Test for Clay or Sandy Soil
The soil in your lawn controls the amount of fertiliser, air and water to the grass roots, therefore sandy and poor soils should be fed more than clay soils
Firstly, to determine an optimum lawn fertiliser programme, we need to establish soil type.
This is because different soils hold and release water, air, and nutrients at very different rates. This will affect the grass's demands and the assimilation of nutrients. It’s not critical to get this right; it's just beneficial. You’re paying for the fertiliser, so you may as well get the best bang for your buck!
Clay and dark soils are richer in nutrients and retain them readily, so they require slightly lower levels of nutrients. For example, our fertilisers for clay soil in spring and summer don't contain phosphate, as this is rarely in short supply in these soils. Sandy soils, on the other hand, drain more easily, so they require this in the fertiliser plus a slightly higher dose of the other nutrients to get the same result as a feed on clay soil.
Have you got clay or sandy soil?
If you don’t know take a small sample of soil from your garden. If you think the soil in your lawn is different from the rest of the garden then use a bulb planter or spade to lift a small area of lawn turf and take a golf ball size bit of soil from 2” to 4″ down.

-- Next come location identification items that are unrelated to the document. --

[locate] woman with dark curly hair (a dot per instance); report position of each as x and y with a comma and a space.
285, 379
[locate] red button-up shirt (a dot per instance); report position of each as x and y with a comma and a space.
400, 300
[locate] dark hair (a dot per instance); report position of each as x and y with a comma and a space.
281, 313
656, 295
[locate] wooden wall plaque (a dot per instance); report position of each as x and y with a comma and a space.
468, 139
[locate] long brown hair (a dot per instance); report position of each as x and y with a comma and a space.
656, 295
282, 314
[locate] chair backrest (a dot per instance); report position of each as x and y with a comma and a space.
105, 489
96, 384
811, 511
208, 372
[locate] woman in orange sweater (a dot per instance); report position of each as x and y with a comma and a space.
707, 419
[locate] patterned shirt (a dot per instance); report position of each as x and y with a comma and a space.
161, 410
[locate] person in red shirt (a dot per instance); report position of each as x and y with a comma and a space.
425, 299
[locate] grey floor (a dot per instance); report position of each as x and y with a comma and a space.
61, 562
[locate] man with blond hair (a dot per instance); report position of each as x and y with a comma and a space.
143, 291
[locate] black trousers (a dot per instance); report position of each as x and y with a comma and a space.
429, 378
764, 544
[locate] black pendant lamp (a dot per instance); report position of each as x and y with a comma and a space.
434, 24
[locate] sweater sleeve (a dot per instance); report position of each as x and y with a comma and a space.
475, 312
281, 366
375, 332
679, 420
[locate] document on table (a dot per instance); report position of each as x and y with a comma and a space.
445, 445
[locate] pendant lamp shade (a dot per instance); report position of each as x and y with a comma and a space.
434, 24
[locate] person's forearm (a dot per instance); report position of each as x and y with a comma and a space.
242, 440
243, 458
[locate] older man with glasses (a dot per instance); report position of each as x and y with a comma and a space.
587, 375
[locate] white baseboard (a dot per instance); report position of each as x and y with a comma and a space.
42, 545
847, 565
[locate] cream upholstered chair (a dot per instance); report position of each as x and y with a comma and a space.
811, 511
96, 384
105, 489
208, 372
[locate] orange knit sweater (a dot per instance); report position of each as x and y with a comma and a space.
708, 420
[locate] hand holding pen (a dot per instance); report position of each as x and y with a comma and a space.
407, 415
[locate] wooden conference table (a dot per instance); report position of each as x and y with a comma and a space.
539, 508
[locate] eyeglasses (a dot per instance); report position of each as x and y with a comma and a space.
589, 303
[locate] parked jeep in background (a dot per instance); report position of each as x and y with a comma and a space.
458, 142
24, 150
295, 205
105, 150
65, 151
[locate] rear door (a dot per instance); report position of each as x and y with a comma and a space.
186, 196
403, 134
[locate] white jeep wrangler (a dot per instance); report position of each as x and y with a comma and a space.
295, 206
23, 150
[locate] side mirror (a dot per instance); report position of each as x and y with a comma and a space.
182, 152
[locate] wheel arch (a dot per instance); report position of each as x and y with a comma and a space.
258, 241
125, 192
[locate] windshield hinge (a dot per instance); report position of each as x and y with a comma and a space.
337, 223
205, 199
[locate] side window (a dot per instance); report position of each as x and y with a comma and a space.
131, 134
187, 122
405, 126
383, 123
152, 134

The soil needs to have some moisture in it for these tests, and so do these tests after some rain.
Test 1:
Squeeze the soil in the palm of your hand; if it forms a sausage shape and stays together when you open your hand its clay based soil. If it crumbles into a few or more pieces then a sandy base is more likely.
Test 2:
Take a pea sized bit of soil and smear it between your fingers. If it feels reasonably smooth or even silky it has a clay base. If it feels finely ‘gritty’ then it has a sand base.
Hopefully, the results from your two tests will give the same answer!
You can take this a step further by getting a soil analysis done. If you are going the whole hog and intend to invest a lot of time and money in your lawn, then a test would be a good investment.